Re: Removal of transitional dummy packages
On Fri, 22 Jul 2005, Steve Langasek wrote:
> > > On Mon, 18 Jul 2005, Santiago Vila wrote:
> > Do you think having this in policy may be harmful? If so, why?
> > We supported upgrades that skip releases in the past, and now we do
> > not (I suppose the fact that our release cycles are much longer have
> > something to do with this). Isn't this the kind of thing that we
> > usually document in policy?
> IMHO, not really, no; I think this is more like "this is the set of
> architectures that your package must not regress on" than it is like "these
> are the arguments that your maintainer scripts must support". I.e., this is
> a temporal release team recommendation owing to the size of our deltas
> between releases right now, not a permanent policy that should be enshrined
> in the Policy document.
I see your point, but policy has never been a "permanent" thing. For some
time we have had a policy which mandated symlinks in /usr/doc.
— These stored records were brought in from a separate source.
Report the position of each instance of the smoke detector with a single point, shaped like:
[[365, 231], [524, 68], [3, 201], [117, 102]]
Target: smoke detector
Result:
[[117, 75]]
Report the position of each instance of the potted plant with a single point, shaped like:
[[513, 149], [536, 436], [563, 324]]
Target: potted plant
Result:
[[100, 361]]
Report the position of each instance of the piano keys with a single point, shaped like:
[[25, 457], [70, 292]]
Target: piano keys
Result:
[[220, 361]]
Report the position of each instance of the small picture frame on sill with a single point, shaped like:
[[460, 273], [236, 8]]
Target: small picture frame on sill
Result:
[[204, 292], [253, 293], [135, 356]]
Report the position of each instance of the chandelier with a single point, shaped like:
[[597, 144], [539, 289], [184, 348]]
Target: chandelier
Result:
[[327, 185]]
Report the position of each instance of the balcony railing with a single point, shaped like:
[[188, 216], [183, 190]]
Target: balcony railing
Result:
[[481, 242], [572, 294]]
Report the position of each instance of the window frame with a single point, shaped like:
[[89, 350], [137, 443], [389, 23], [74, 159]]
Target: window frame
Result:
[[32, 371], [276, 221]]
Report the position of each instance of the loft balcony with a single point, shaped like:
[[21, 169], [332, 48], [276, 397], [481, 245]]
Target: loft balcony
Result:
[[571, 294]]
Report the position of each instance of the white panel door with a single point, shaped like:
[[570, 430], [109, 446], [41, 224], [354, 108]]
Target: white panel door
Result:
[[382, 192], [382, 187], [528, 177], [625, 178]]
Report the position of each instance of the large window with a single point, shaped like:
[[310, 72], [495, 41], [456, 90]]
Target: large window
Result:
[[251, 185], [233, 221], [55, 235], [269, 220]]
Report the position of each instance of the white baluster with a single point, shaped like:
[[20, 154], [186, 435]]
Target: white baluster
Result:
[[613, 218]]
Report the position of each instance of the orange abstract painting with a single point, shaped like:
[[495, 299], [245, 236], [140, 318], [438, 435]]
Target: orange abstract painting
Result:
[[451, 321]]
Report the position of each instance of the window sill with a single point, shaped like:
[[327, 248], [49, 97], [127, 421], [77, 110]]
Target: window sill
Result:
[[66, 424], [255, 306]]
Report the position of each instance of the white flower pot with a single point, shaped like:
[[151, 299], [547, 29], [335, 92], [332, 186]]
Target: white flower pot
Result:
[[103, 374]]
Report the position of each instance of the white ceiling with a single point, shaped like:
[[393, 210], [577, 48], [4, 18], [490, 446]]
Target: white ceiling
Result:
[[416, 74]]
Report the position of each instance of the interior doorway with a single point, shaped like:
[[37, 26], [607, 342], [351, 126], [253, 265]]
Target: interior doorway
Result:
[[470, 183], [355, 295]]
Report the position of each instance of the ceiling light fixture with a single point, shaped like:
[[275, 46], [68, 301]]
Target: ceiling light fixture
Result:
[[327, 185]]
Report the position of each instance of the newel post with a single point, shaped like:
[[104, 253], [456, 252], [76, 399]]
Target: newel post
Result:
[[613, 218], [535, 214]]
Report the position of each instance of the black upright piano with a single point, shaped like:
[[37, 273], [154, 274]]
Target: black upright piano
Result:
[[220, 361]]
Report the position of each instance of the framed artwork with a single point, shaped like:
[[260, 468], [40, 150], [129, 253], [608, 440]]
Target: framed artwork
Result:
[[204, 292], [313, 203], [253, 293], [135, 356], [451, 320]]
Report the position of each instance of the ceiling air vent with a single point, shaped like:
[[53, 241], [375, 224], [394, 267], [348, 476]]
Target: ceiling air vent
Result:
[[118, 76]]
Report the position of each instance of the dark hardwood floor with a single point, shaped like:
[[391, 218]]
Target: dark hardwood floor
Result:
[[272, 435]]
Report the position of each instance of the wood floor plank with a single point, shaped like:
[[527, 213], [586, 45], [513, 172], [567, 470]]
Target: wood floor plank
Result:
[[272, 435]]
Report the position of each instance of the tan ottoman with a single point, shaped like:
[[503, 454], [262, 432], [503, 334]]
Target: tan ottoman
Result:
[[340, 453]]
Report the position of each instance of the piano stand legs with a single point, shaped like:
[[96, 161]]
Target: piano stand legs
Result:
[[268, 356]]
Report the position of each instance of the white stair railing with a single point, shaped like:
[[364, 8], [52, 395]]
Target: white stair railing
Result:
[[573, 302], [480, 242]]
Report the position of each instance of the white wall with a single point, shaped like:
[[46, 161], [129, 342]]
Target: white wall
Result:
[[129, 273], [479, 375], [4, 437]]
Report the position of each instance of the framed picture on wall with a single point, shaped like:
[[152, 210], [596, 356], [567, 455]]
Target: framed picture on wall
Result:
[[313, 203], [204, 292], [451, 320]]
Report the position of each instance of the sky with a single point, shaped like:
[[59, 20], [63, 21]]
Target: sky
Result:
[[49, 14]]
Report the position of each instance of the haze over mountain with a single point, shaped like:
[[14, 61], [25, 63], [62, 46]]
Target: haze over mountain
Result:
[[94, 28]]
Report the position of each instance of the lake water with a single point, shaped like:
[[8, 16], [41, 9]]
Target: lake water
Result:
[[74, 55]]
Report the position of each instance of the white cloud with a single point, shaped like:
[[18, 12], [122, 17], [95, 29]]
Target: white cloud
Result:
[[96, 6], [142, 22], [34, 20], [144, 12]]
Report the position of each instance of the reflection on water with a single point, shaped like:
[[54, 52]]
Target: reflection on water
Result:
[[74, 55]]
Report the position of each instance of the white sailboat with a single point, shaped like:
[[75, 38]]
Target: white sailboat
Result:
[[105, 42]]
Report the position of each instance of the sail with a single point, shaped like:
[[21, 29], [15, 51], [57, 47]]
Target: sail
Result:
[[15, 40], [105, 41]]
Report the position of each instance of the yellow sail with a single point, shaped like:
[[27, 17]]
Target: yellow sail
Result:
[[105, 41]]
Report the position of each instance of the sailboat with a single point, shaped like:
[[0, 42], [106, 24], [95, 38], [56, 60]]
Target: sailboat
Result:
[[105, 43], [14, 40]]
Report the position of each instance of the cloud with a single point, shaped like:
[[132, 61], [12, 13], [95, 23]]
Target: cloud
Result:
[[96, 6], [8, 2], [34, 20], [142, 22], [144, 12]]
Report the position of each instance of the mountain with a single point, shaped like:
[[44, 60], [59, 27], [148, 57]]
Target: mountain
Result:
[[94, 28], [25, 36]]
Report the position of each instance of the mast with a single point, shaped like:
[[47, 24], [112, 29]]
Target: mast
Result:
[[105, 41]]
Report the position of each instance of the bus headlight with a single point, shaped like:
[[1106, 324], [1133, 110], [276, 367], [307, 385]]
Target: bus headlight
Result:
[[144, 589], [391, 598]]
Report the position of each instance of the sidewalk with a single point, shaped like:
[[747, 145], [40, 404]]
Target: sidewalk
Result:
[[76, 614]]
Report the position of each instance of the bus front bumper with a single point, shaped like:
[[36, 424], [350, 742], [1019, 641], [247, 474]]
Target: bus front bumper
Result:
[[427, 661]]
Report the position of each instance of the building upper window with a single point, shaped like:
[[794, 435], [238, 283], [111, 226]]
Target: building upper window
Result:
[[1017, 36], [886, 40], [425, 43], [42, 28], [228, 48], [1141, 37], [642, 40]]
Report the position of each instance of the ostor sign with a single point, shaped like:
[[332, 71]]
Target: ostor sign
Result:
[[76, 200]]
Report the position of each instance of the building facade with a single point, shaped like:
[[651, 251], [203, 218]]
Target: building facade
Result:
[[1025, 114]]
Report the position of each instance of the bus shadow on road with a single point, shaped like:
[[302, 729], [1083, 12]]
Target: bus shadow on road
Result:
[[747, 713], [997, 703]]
Later we had
exactly the "opposite" policy, one that does not mandate symlinks in /usr/doc.
Sometimes there is a policy which recommends something which is later
changed to a "should", then to a "must". In this case, however, we are
switching from "dummy packages for upgrades which skip releases are allowed"
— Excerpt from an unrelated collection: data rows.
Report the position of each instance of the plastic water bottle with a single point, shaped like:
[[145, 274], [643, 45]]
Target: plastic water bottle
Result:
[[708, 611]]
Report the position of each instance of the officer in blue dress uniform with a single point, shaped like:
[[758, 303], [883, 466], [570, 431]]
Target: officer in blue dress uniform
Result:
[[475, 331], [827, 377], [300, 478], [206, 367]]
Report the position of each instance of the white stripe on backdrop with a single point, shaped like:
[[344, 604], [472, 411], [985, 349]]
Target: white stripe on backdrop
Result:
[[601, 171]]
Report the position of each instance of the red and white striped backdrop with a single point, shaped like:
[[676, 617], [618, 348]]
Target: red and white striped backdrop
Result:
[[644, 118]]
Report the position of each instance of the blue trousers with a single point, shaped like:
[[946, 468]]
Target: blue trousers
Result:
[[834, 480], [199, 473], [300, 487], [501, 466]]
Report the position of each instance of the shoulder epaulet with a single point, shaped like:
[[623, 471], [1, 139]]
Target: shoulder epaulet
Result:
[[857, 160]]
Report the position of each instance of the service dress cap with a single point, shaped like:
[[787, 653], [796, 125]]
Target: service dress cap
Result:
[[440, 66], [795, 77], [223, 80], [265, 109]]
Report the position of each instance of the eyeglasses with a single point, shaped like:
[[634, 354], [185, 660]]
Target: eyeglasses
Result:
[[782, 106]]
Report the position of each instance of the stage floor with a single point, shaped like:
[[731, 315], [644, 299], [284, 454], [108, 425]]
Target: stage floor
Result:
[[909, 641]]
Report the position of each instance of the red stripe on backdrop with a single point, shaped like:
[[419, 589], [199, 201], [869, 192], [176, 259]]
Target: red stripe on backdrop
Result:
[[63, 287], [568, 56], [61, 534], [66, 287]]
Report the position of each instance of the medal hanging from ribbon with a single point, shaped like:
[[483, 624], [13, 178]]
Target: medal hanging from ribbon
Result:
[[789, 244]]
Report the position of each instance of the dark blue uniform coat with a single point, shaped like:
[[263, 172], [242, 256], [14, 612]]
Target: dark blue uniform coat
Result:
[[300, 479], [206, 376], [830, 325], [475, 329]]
to "somebody is going to file bugs on them without asking the maintainer first
and ftp.debian.org will honor the reports".
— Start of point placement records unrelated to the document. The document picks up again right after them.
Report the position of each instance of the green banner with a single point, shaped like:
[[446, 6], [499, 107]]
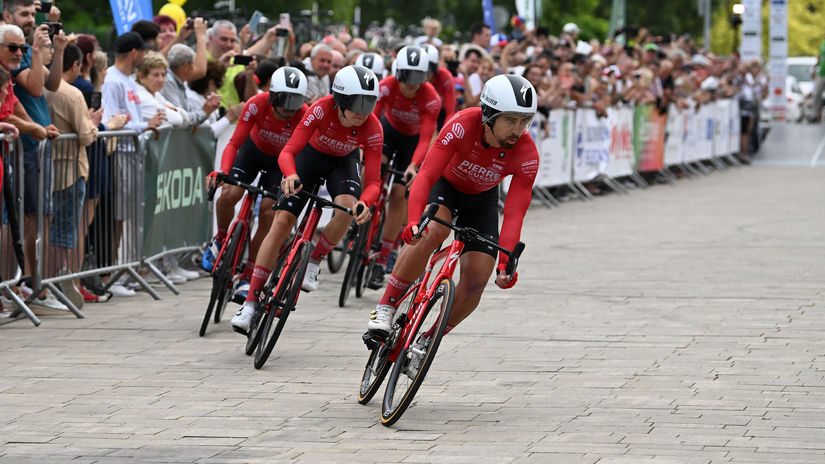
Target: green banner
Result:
[[176, 213]]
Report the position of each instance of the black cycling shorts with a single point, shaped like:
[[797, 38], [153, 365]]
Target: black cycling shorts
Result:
[[250, 160], [403, 146], [342, 174], [479, 211]]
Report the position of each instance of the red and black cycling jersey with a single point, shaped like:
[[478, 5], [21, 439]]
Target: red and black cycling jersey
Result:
[[324, 132], [269, 134], [410, 116], [445, 87], [462, 157]]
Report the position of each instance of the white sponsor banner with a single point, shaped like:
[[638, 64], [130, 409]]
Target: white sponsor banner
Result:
[[778, 51], [703, 125], [675, 136], [721, 129], [621, 155], [750, 47], [592, 145]]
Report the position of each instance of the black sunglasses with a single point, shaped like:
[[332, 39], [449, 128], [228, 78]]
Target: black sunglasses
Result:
[[14, 47]]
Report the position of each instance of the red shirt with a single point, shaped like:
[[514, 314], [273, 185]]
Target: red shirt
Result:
[[321, 128], [410, 116], [471, 166], [268, 133], [445, 86]]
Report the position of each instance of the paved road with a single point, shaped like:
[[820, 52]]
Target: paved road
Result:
[[680, 324]]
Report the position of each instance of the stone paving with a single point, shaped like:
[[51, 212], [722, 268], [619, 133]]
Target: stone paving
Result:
[[681, 324]]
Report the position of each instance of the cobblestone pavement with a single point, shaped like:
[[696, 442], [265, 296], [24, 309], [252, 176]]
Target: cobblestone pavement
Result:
[[679, 324]]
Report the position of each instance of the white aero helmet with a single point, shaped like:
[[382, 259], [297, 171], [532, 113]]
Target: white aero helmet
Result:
[[287, 88], [355, 88], [432, 52], [371, 61], [507, 93], [412, 65]]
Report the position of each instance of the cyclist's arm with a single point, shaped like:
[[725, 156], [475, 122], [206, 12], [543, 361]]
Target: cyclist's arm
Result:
[[515, 207], [433, 167], [299, 139], [245, 124], [425, 136]]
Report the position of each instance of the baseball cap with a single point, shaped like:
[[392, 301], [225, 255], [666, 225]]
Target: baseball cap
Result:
[[129, 41]]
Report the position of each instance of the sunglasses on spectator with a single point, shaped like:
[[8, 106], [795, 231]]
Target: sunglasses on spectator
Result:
[[14, 47]]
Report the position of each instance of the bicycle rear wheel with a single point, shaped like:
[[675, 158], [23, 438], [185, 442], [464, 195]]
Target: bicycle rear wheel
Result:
[[222, 278], [405, 378], [282, 304], [355, 265]]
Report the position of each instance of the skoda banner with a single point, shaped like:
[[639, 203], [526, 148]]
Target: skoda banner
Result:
[[176, 212]]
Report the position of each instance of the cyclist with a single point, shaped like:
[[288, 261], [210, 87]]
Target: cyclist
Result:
[[265, 126], [325, 145], [444, 84], [472, 154], [372, 61], [410, 108]]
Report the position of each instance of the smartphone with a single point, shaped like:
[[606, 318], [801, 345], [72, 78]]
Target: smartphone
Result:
[[242, 59], [93, 100], [254, 21], [54, 28]]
I think this is more like "things we do to support upgrades from oldstable
are considered cruft and it's ok and even desirable to remove them".
This is not limited to dummy packages, but it also includes versioned
dependencies on essential packages which everybody has now installed,
and special hacking in maintainer scripts. If we are going to remove
things because they are considered cruft, it would be very good to
have a common and consistent definition of "cruft".
There was a tentative policy regarding upgrades in Bug #34672 (you can
skip all the flames and go directly to the last message...), but it diverges
significatively from current practice. What I would like to see in
policy is our current practice, whatever it is.